As I explained in a different, but somewhat related answer here, Request Units are allocated on a per-second basis. In the event a given query will cost more than the number of Request Units available in that one-second window:
Let's say you had 400 RU/sec, and you executed a query that cost 800 RU. It would complete, but then you'd be in debt for around 2 seconds (400 RU per second, times two seconds). At this point, you wouldn't be throttled anymore.
The speed in which a query executes does not depend on the number of RU allocated. Whether you had 1,000 RU/second OR 100,000 RU/second, a query would run in the same amount of time (aside from any throttle time preventing the query from running initially). So, aside from throttling, your 800 RU query would run consistently, regardless of RU count.
Makes sense, thank you. So if I have batch jobs to run(more RUs), would it be a good idea to run those during off-peak hours in order to make sure customers are not throttled during regular business hours? In other words, if I am ok with some downtime in offpeak hours, can i keep my throughput at the minimum, and run the expensive ones in offpeak?

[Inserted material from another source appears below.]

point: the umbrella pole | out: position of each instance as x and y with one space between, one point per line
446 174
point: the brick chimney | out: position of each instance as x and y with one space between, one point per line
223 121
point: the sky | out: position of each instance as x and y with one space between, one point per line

@MichaelScott - honestly the way you distribute traffic is up to you. However, if I were in your position, I'd likely increase my RU capacity during peak hours, and decrease in non-peak. You have complete flexibility over RU allocation - you can adjust it any time. Just consider the cost of an extra few hundred RU - it's fairly negligible, even moreso if you only raise RU for a subset of each day.